A campanha de Lula parece insistir no erro de que a eleição deve ser transformada em um plebiscito sobre a democracia. Para isso, insiste em reunir todas as peças do sistema que apodreceu e resultou em Bolsonaro em 2018: mídia, bancos, sistema político, STF e outros. Bolsonaro se mantém forte porque é o único que adota uma retórica antissistema em um país em que a democracia falhou para a maioria de seus habitantes e que entregou uma das maiores concentrações de renda da face da terra, um judiciário que só funciona para os pobres e uma política de costas para o povo. Bolsonaro é parte desse sistema, mas consegue se vender como outsider justamente por conta dos seus adversários insistirem em forçar a polarização adotando a defesa desse sistema. Bolsonaro conseguiu organizar boa parte dos que foram jogados para fora do caminhão da democracia e montou um movimento de de massas. O que seus adversários precisam fazer?

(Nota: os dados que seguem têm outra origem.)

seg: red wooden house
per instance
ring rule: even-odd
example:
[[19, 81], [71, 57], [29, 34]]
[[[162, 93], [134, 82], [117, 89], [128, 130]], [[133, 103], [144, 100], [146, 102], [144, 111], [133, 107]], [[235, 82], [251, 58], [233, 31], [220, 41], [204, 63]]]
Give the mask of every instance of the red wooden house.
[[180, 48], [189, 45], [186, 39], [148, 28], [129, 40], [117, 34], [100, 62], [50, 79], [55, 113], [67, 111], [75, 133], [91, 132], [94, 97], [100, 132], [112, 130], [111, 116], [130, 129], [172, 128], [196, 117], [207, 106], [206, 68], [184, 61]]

Há um equívoco muito comum na política atual que continua tentando dividir o eleitorado em três partes: direita, centro e esquerda. Nessa visão, o político precisa moderar seu discurso para “atrair o centro” e pegar a maioria do eleitorado para si. Repetem esse discurso como o caminho da vitória para Lula no segundo turno. Essa dinâmica não funciona mais e isso já deveria ter ficado evidente desde 2018. O que move o eleitor hoje é a defesa de um conjunto de ideias e a capacidade de colocá-las no debate público para despertar a atenção da população. Na época da campanha na TV, o candidato precisava ser embalado em uma roupagem moderada para atrair os votos dos eleitores, mas essa época não existe mais. Agora, na época das redes sociais, o candidato precisa atrair a atenção dos eleitores se destacando dentre os demais. O bolsonarismo nada de braçada nesse meio, já que não se preocupa com a moderação do discurso e sai para disputar a sociedade sem medo de defender suas pautas. Enquanto isso, a esquerda recua cada vez mais em termos econômicos, achando que vai conquistar a sociedade desse jeito.

O resultado da eleição legislativa mostra bem como essa dinâmica funciona: do lado bolsonarista, mesmo ficando atrás no primeiro turno presidencial, eles conseguiram eleger 99 deputados federais e 7 senadores pelo PL, isso sem contar os deputados e senadores eleitos por partidos aliados. Enquanto isso, a esquerda festeja a bancada de 80 deputados da federação PT-PCdoB-PV sem perceber que isso é uma mera readequação dentro da própria esquerda do que tinha sido eleito em 2018. Se observarmos o desempenho legislativo da esquerda somado ao desempenho nos governos estaduais, ela não avançou um milímetro em direção a um eleitorado que ela não tinha, o que é o grande desafio para derrotar o bolsonarismo politicamente. Pensando agora em relação ao segundo turno, isso significa que o Lula precisa acenar mais ainda ao centro? Não!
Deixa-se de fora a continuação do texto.